In community economics you have two terms called
- Partitive accuracy and
- Holistic accuracy
In short, partitive accuracy is the accuracy of a single measure being part of a model while holistic accuracy is the accuracy of the model structure and its use. More information here.
I find these terms being very useful in data quality and master data management as well.
The distinction between partitive accuracy and holistic accuracy resembles the distinction between data quality and information quality.
One problem with the term information quality is that it implies a certain context of use, which makes it hard to prepare data for having high data quality for multiple uses other than assuring the accuracy of the single data elements – being similar to the term partitive accuracy.

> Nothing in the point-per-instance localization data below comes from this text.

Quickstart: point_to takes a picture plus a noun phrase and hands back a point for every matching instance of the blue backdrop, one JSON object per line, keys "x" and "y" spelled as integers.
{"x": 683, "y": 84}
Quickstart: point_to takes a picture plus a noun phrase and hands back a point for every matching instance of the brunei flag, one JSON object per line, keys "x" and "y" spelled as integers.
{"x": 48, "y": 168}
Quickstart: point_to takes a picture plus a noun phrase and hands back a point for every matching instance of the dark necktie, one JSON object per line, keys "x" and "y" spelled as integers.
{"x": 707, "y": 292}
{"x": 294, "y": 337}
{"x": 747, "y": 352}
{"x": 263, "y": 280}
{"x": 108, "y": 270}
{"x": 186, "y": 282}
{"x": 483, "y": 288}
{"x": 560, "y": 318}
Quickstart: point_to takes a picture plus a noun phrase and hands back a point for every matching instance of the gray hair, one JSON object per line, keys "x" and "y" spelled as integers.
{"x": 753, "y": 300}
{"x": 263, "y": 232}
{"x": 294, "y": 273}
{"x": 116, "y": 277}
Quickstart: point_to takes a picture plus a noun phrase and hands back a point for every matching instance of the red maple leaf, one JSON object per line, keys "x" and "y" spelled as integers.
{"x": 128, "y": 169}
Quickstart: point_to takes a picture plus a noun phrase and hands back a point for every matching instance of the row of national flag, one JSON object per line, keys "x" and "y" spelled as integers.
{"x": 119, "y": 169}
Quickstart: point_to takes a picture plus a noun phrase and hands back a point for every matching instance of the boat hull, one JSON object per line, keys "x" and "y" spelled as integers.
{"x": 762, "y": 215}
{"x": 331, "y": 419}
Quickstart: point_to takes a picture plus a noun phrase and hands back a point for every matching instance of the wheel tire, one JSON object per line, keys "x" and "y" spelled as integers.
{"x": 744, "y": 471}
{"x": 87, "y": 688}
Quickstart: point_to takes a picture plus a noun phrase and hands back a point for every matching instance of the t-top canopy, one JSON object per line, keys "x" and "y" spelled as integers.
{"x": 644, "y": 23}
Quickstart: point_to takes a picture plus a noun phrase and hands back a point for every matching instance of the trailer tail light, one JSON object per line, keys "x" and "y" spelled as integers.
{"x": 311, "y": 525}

One clue for assuring better information quality is looking at the model structure of data – being similar to the term holistic accuracy. Here I am thinking beyond traditional data modeling, which is anchored in the technical world, and into how end users of master data hubs are able to build structures of data (with partitive accuracy) that fits the daily business use.
Examples of such holistic information capabilities in master data management will be building flexible product hierarchies and hierarchies of party master data that at the same time reflects hierarchies in the real world as households and company family trees and hierarchies of related accounts and addresses used within the enterprise.
While a single data element as an address component like a postal code may be partitive accurate, the holistic accuracy is seen as how data elements contribute to a holistic accuracy as a part of a data structure that fits multiple purposes of use.